Women in South Africa live in one of the most dangerous countries in the world. In 2019 the World Health Organisation estimated that 12.1 in every 100 000 women are victims of femicide in South Africa each year, which is five times worse than the global average of 2.6 for every 100 000.
This was highlighted over the national lockdown when women made a record number of calls to the GBV Command Centre.
President Cyril Ramaphosa also has spoken out in his national address in mid-June. He condemned femicide and the killing of children, noting that South African women fought two pandemics: COVID-19 and GBV.
The scourge of violence against women and children has reached into every facet of life so it was a natural move for a television show to reflect the reality of its viewers.
In this 7de Laan storyline, the characters, Andre (played by Marcus Muller) and Mariaan (Deidre Wolhuter) are in a relationship. However, as soon as they move in together things unravel.
Andre starts to emotionally abuse Mariaan, which she overlooks at first.
Andre plays a hotshot lawyer who fights for the rights of abused women and children. At a very young age, Andre killed his father in self-defense because he was very abusive towards him and his mother. His past starts to haunt him and he takes out his frustrations on Mariaan.
Mariaan confides in her friend Erika that Andre has slapped her. Her friend offers her accommodation for a few days but Andre begs Mariaan to come back “home” and promises that things will change.
Unfortunately, that was not the case and, after moving back, the violence increases. In the story, and in common with many victims of GBV, Mariaan does not report the sexual assault.
The most recent episode of 7de Laan last week saw the two driving to an airport in Johannesburg to take an overseas trip but they never reach their destination.
Andre instead takes a detour on back roads, emotionally abuses Mariaan and accuses her of cheating. He then physically attacks her and she ends up trapped in the boot of his car.
Eventually Errol (played by Christo Davis) tracks down Mariaan and manages to bring her safely home.
This is not the first time the Afrikaans soap has highlighted GBV in its storyline. In 2016 Errol had a girlfriend who abused him emotionally and physically but he was too scared to report it.

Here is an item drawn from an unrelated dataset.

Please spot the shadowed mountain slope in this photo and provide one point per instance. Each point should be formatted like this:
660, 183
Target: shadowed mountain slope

The talented Wolhuter told All4women that viewers are both engaged and distressed by this storyline.
“Women who have had experience of abuse say that whilst the storyline has triggered memories and feelings of that which they survived, they acknowledge the need to highlight the reality and the nuances of GBV and they state their support for what we are doing,” Wolhuter was quoted as saying.
“A few cases make the headlines and we respond in outrage, sorrow, with hashtags and protest marched. However, that doesn’t change the daily reality of countless of women where violence and fear is their most constant companion.”